Budżet projektu wynosi 10 milionów euro. Burmistrz Kemijärvi, Timo E. Korva, wystąpił z petycją o objęcie przedsięwzięcia programem rządowym oraz dotację 7 milionów euro z ministerstwa edukacji i ministerstwa pracy. Według Korvy do końca lutego zostanie przedstawiony ministerstwom szczegółowy projekt, na podstawie którego zapadnie decyzja o możliwym dofinansowaniu. Jeśli dojdzie to do skutku, budowę będzie można rozpocząć w roku 2010. Skocznia ma zostać pokryta igelitem, co umożliwi oddawanie skoków nie tylko zimą.

Sami skoczkowie stosunkują się do idei pozytywnie. "To dobry pomysł, choć już nie zdążę się tym obiektem nacieszyć" mówi Janne Ahonen.
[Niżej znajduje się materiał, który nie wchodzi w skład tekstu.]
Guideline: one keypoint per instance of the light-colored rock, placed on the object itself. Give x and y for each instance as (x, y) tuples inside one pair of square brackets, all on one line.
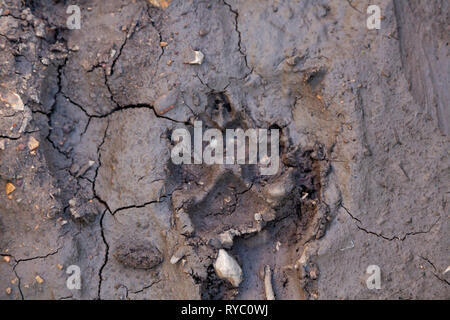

Matti Hautamäki wypowiada się w podobnym tonie: "W tej chwili na mamutach można skakać tylko podczas zawodów, więc treningowej korzyści nie będzie wiele, niemniej pomysł jest naprawdę świetny." Na wniosek Fińskiego Związku Narciarskiego FIS gotowy jest jednak wprowadzić zmiany do regulaminu i zezwolić na oddawanie skoków treningowych na skoczniach mamucich, jeśli obiekt zostanie pokryty igelitem.